The latest movie from writer-director Tyler Perry, I Can Do Bad All By Myself, may strike you as being another comedy featuring Perry's big bad old lady Madea. However, Madea has only a small role as comic relief in this melodrama/morality play. The credits tell us that the movie is based on Perry's 2000 play of the same name, but after reading summaries of the play, the two seem to have little in common apart from the title and a moral awakening on the part of the lead characters.
April (Taraji P. Henson) is a mess -- a nightclub singer who rarely sees the light of day, an alcoholic, a woman heavily involved with a married man (Brian White) who pays all her bills. Suddenly, she has three children foisted upon her -- caught trying to break into Madea's house, they confess that the grandmother who has been raising them has gone missing. Madea sends them to Aunt April, who is unwilling to take them but can't find another option. In the meantime, the local church sends April a handyman to help fix her crumbling old house in return for room and board, the optimistic and caring Sandino (Adam Rodriguez). How will April deal with these disruptive people in her life? It's hard to care about April or anyone else in I Can Do Bad All by Myself because for the first hour, nearly every character is unlikeable if not downright abrasive. I didn't want to spend any more time with these horrible people. Although many of them improve, by the time I left the theater, I felt as though I'd been shouted at by a particularly abrasive preacher for two hours. Perry apparently believes in taking every opportunity in teaching a lesson, and he seems never to have heard of words like "subtext" and "subtle." Everything is on the surface.
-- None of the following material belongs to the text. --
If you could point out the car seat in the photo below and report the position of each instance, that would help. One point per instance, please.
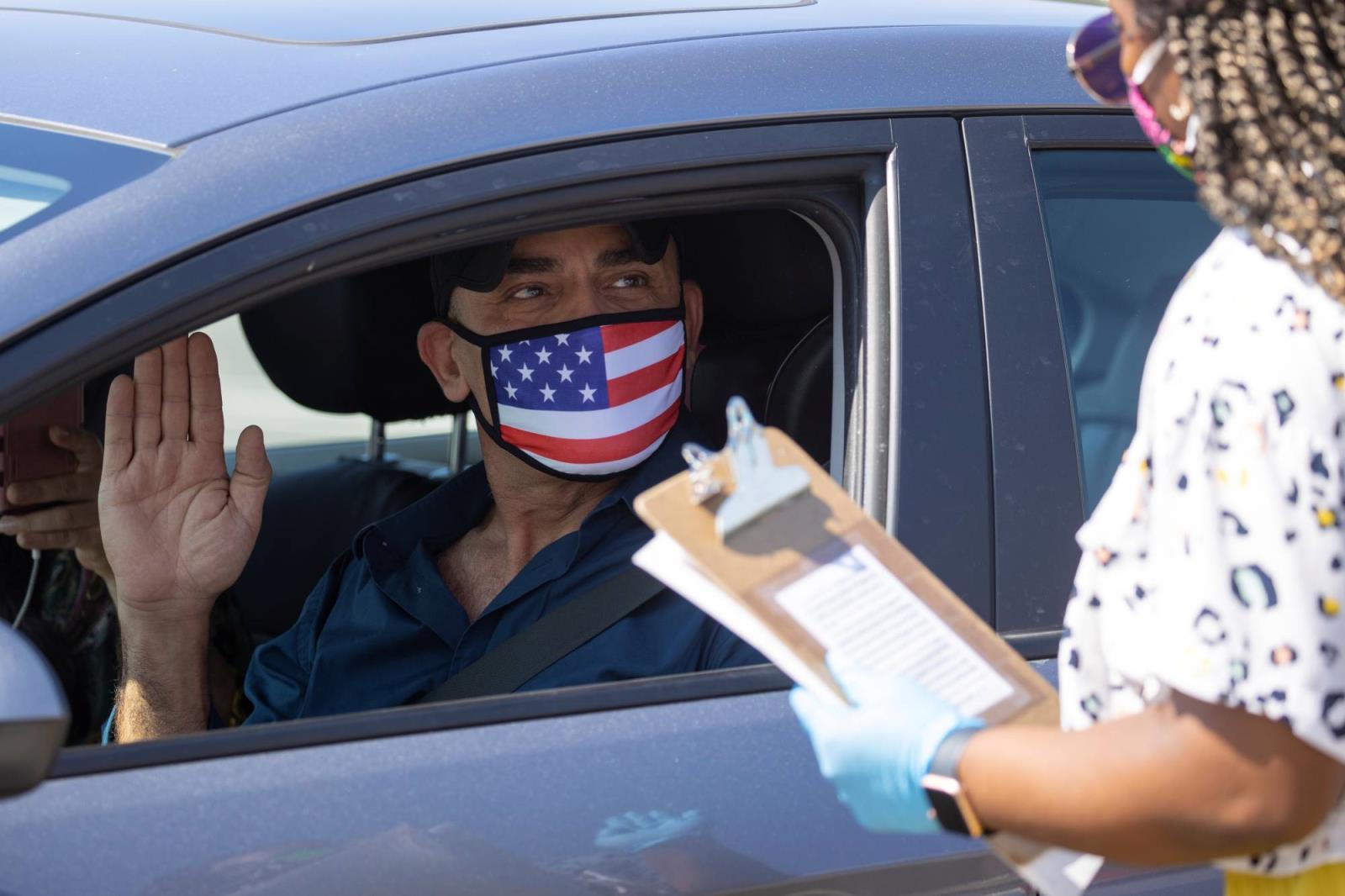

I also caught a whiff of the same sexist message that came through in Tyler Perry's earlier film Daddy's Little Girls: single women just can't lead a decent life until they marry a Good Man and get themselves some children to raise, whether those women are successful lawyers or boozy singers. In Perry's movies, everybody needs a supportive and loving spouse, a family, and a healthy church life. Otherwise, you might end up dead, or worse yet, like Madea.
Even the music has to carry some preaching, with all the songs serving as messages to the characters about how they need to improve their lives. If you can get past these blatant messages, however, you might enjoy songs from Mary J. Blige, who plays April's best friend; gospel singer Marvin Winans, who plays the local preacher; and especially Gladys Knight, who plays a church friend of April's mother.
Henson also performs a song in the beginning of the film, and her singing is nearly as good as her acting. Most of the acting in this film is first-rate -- I particularly liked Hope Olaide Wilson as Jennifer, the oldest of the three children -- but the actors are saddled with heavy-handed dialogue. Sandino comes off as the "magical Latino" of the film. Tyler Perry himself shows up to play Madea and her brother Joe. I was hoping for some fun comic moments with Madea, but her character seems to be limited in this film to telling various people all the creative ways in which she'd like to beat them up, which grows tiresome quickly.
I can't agree with the older gentleman sitting in front of me during I Can Do Bad All by Myself, who declared during the movie's one suspenseful scene, "That's a good movie!" although I did agree with him on that single scene (the one with the bathtub). I also got to indulge my love for gorgeous hats in movies during the church scenes -- Knight in particular gets some headgear that would have fit right in at Ascot. But Perry has such a heavy touch with stories and characterization that the whole movie feels like a sermon -- clocking in at nearly two hours, a very long sermon, although with some breaks for good-yet-appropriate music.